President Donald Trump, who once celebrated stock market highs during his first term, has remained noticeably silent about Wall Street since returning to office in January.
Even when the S&P 500 briefly reached a record on February 19, he did not highlight the milestone. Now, markets are struggling, with the S&P 500 dropping below its January levels. Bitcoin, which once surged alongside Trump’s influence, has declined by 20% in the past month.
Markets struggle as investor confidence wanes
The current stock market behavior diverges from what occurred during Trump’s initial presidential year. The period of 2017 included both economic improvement and reduced interest rates. A strong role came from the Federal Reserve System in backing the market stability while Trump’s tax relief measures created substantial market gains. The S&P 500 registered back-to-back years with more than 20% growth throughout 2023 and 2024 which had not occurred since the late 1990s.
Market prices will eventually reach their maximum point. High valuations have led stocks to reach their highest points while the initial driving stocks have lost their leadership position. Seven AI-driven tech stocks constitute around thirty percent of the total worth of the S&P 500 index. Stock performance has declined because those equity assets no longer provide the same level of upward movement. Thanks to Trump’s ascension to the presidency Nvidia has lost roughly ten percent of its stock value. The S&P 500 consists of 11 sectors with the technology sector ranking as one of two downward performers this year.
New tariffs spark global market concerns
Market unpredictability has grown more substantial due to new proposed tariff measures. Andrew Brenner from National Alliance Securities who leads their international fixed income group stated that daily trade policy announcements have sparked market tensions. Trump announced new sanctions through a 10% tariff against Chinese imports, which will apply on March 4. His announcement included new tariffs for Mexican and Canadian imports, raising trade tensions.

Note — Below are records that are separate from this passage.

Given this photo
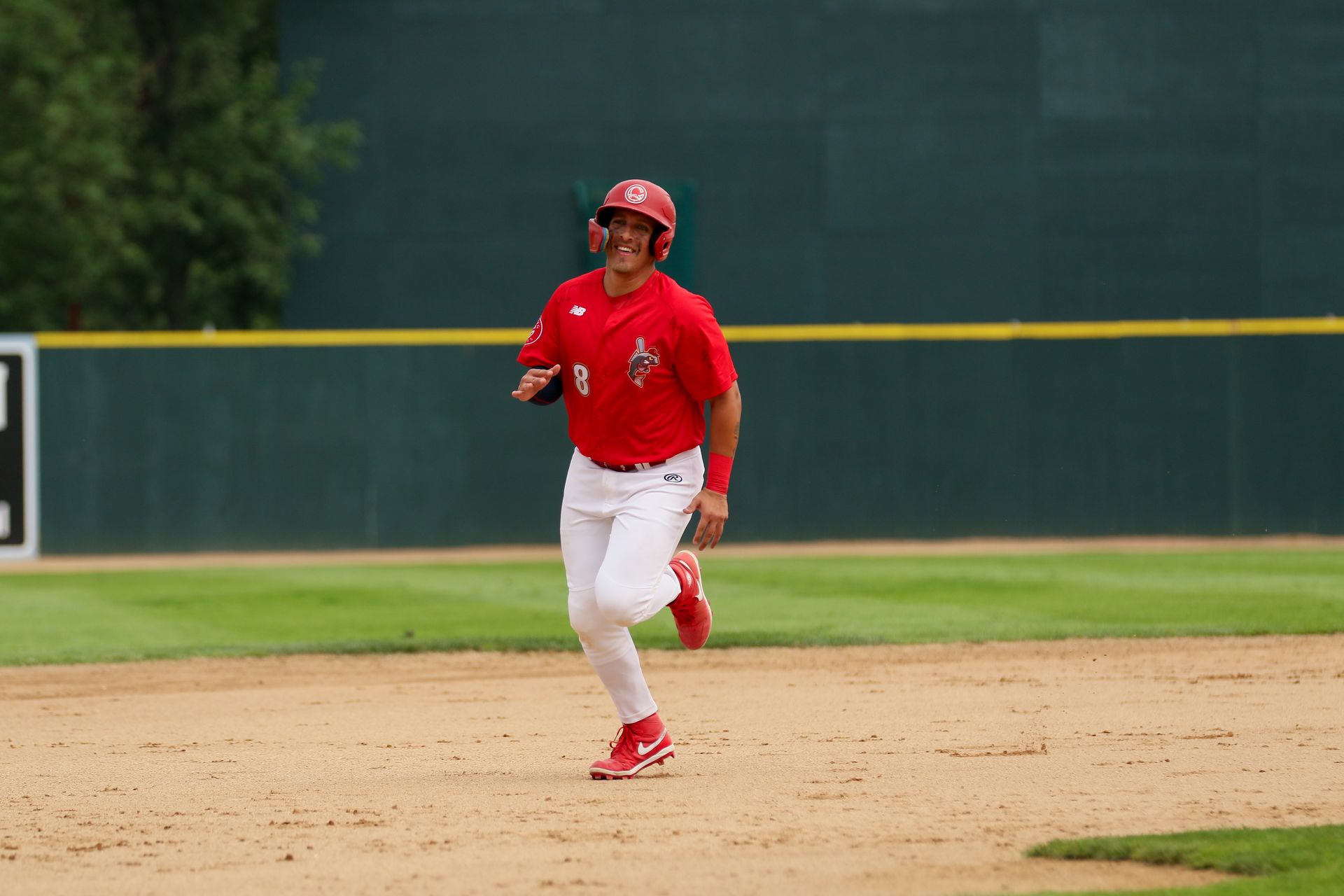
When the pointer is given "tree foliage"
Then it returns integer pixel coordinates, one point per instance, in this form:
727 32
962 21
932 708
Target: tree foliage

These actions have weighed on global markets. The Nasdaq, heavily populated by tech stocks, has declined 4% this month. European markets reacted, with Germany’s DAX and the Stoxx Europe 600 opening lower. In Asia, Japan’s Nikkei 225 dropped 2.9%, South Korea’s Kospi fell 3.4%, Hong Kong’s Hang Seng lost 3.3%, and China’s CSI 300 benchmark declined by 2%.

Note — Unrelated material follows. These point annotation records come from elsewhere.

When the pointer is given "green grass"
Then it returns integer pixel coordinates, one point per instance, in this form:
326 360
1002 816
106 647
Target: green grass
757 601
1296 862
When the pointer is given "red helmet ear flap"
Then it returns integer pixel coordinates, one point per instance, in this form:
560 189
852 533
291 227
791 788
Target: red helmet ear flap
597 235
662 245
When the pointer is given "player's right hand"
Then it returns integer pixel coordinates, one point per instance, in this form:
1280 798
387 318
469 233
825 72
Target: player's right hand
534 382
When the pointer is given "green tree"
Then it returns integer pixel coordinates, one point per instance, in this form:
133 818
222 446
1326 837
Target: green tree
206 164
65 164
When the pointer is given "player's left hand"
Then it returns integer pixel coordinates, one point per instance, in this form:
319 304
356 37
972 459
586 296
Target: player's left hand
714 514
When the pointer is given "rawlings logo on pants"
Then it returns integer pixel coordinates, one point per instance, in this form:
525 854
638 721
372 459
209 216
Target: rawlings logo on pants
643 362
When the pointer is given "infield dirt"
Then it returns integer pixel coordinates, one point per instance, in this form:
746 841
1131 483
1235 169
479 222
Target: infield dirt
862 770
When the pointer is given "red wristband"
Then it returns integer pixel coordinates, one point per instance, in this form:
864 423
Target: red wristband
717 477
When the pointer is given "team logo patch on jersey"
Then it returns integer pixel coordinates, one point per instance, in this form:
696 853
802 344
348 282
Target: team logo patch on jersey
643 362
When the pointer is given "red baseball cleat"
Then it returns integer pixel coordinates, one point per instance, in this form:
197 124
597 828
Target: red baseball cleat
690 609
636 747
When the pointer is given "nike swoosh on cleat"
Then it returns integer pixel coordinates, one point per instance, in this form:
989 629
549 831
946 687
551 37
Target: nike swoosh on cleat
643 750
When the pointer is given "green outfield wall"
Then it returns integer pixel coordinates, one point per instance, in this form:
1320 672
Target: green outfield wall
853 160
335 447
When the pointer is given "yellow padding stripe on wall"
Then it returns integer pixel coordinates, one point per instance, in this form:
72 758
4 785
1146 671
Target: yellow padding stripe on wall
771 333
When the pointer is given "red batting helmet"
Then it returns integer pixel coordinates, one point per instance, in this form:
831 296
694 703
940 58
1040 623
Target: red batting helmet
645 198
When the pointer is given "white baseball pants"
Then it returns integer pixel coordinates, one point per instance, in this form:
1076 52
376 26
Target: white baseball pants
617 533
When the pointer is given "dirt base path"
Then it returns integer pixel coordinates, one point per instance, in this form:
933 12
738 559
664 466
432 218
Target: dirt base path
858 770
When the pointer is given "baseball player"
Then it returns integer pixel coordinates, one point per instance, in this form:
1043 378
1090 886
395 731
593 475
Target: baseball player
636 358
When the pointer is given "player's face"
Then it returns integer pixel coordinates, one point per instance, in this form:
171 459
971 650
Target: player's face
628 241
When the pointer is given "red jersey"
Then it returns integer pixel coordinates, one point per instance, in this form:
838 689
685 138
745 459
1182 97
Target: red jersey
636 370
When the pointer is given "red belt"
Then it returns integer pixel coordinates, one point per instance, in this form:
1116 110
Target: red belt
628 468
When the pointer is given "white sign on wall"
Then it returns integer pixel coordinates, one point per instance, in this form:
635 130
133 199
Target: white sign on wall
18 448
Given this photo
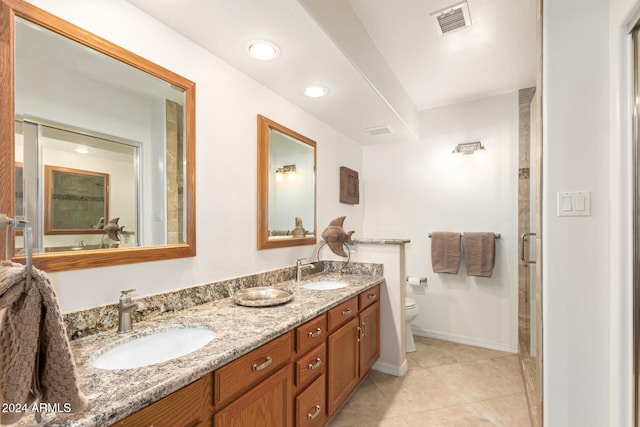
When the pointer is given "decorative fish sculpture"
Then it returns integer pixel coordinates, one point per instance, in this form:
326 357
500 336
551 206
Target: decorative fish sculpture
336 237
100 224
299 231
113 230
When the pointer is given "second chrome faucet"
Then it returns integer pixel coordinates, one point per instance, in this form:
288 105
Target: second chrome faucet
301 265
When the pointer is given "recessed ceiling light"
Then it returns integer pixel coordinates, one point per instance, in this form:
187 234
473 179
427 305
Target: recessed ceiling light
315 91
263 50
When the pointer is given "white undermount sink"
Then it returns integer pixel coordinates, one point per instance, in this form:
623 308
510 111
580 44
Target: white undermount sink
156 347
325 285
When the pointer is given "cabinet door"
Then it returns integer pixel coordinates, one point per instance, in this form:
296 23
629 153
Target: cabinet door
369 337
342 364
189 406
266 405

Investor sentiment has worsened. Nearly 90% of surveyed investors believe stocks are overvalued. The CBOE Skew Index, which tracks options trades designed to hedge against market downturns, hit an all-time high on February 18. Meanwhile, the Federal Reserve Bank of Atlanta revised its first-quarter GDP forecast, expecting a 1.5% contraction. Just two weeks earlier, it had predicted 2.3% growth. These shifts indicate that Trump’s economic policies are already influencing market conditions.
Temporary market rebound amid political tensions
Friday brought a brief relief to markets. The S&P 500 rose 1.6%, reducing its February losses to 1.4%, while the Nasdaq also gained 1.6%. Nvidia rebounded 4% after an 8.4% decline the previous day. European markets stabilized, with Germany’s DAX and the Stoxx Europe 600 recovering from earlier losses.
Meanwhile, political tensions escalated. During a White House meeting on Friday, Trump clashed with Ukraine’s President Volodymyr Zelenskyy, accusing him of pushing toward a global conflict. He then ended their economic partnership and canceled their joint press conference. Later on Truth Social, Trump stated that Zelenskyy had disrespected the United States and would be welcome back when he was ready for peace.
Despite the ongoing market and political turmoil, Trump expressed optimism about the stock market while addressing supporters in Miami on February 19. However, he exaggerated market gains, claiming the Dow had increased by 10% since his election when the actual rise was under 7%. The S&P 500 had surged 6.25% from election night to February 19 but now stands just 3% higher than November 5.